Deux ans après sa sortie dans son pays d’origine, le polar de Soi Cheang est enfin visible dans les salles françaises. À cette occasion, L’Éclaireur vous livre trois bonnes raisons d’aller voir le film au cinéma.
1 Une descente aux enfers d’une noirceur viscérale
Sur le papier, l’histoire de Limbo (2023) peut sembler classique. Will, un jeune policier fait équipe avec Cham, un vétéran torturé aux méthodes parfois violentes et déconcertantes. Ensemble, ils enquêteront sur une série de découvertes macabres : des jeunes femmes sont retrouvées mortes dans des endroits sordides, la main gauche en moins. Pendant ses investigations, Cham recroisera Wong, une jeune femme de son passé qui l’obsède…
En un peu moins de deux heures, le réalisateur Soi Cheang nous plonge dans une véritable descente aux enfers dans les zones les plus pauvres de Hong Kong. Les deux policiers partent à la rencontre des oubliés de la métropole asiatique, croisant sur leur chemin clandestins, prostituées et toxicomanes. Alors que les victimes s’empilent, une course contre la montre commence, culminant dans une scène finale dantesque, laissant le spectateur à bout de souffle. Une radicalité qui ferait passer les polars et thrillers américains pour des promenades de santé. À réserver à un public très averti donc.
2 Un esthétisme à couper le souffle
Pour filmer la traque d’un tueur de femmes hongkongais, Soi Cheang a choisi le noir et blanc. Dès les premières minutes du long-métrage, on est tout de suite bluffé par la beauté des images, contrastant avec la crasse, la moiteur et la pourriture des décors. Des scènes de pluie, comparables à un personnage à part entière du film, viennent sublimer le désespoir des personnages, aux âmes aussi sombres que les ruelles de la métropole.
Pour retrouver la trace du tueur, les deux policiers devront explorer les pires recoins de Hong Kong, la ville s’apparentant parfois à une véritable poubelle à ciel ouvert. Désespérément, Cham et Will fouillent les ordures, où le plastique des sacs poubelle et le carton des emballages se mêlent aux corps humains, devenus eux-aussi les déchets de la métropole. Pas avare en action, Limbo contient également des scènes impressionnantes de poursuite et d’affrontements armés, accélérant le rythme vers une conclusion finale désabusée, annoncée dès les premières minutes.

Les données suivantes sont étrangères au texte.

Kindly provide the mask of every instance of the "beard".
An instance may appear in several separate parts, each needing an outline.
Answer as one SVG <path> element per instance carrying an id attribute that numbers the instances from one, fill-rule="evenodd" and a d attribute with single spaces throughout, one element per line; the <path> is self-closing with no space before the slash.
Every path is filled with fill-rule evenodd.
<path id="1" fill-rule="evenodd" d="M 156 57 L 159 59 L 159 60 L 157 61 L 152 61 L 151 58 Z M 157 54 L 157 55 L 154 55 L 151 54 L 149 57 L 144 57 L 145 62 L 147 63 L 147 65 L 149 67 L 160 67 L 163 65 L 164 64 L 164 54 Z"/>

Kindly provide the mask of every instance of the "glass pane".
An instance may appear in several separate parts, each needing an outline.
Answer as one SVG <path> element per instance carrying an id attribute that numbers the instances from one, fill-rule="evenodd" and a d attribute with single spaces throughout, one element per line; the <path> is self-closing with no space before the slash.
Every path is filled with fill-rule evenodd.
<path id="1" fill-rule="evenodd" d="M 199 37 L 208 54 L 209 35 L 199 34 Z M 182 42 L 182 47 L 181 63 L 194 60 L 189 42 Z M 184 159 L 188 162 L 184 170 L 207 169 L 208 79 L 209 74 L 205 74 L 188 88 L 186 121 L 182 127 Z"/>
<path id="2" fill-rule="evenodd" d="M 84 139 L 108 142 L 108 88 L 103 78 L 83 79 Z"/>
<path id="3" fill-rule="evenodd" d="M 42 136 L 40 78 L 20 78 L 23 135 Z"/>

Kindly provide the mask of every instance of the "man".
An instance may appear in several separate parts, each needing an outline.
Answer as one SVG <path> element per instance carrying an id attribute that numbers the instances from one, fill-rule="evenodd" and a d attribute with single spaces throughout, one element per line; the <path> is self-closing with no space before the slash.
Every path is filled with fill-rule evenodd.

3 Un réalisateur encore inconnu en France
Déjà auteur d’une quinzaine de films, Soi Cheang n’avait pas encore vu une de ses oeuvres diffusées en France. C’est maintenant chose faite avec Limbo, malgré les deux ans de retard par rapport à sa sortie à Hong Kong. En 2022, le polar avait reçu quatre Hongkong Film Awards (l’équivalent des Oscars en Chine), dont ceux du meilleur scénario, actrice, photographie et décor.
Plus tard en 2023, le film avait été présenté au festival Reims Polar. Après avoir décerné le grand prix à Limbo, le président du jury Cédric Jimenez (Bac Nord, Novembre) avait déclaré : « Pour moi, il n’y avait pas photo : c’était clairement le film le plus au-dessus de la sélection. Je me serais couché en travers de la route pour qu’on lui donne le grand prix ».
Soi Cheang a récemment présenté Mad Fate (2023), son nouveau film. Renouant une nouvelle fois avec le polar, le cinéaste raconte cette fois-ci la rencontre entre un diseur de bonne aventure et une jeune femme avec des pulsions de meurtre. Présenté au festival de Berlin en février 2023, le film n’a pas encore de date de sortie en France. On espère voir la suite de la carrière du Hong Kongais rapidement dans les salles françaises.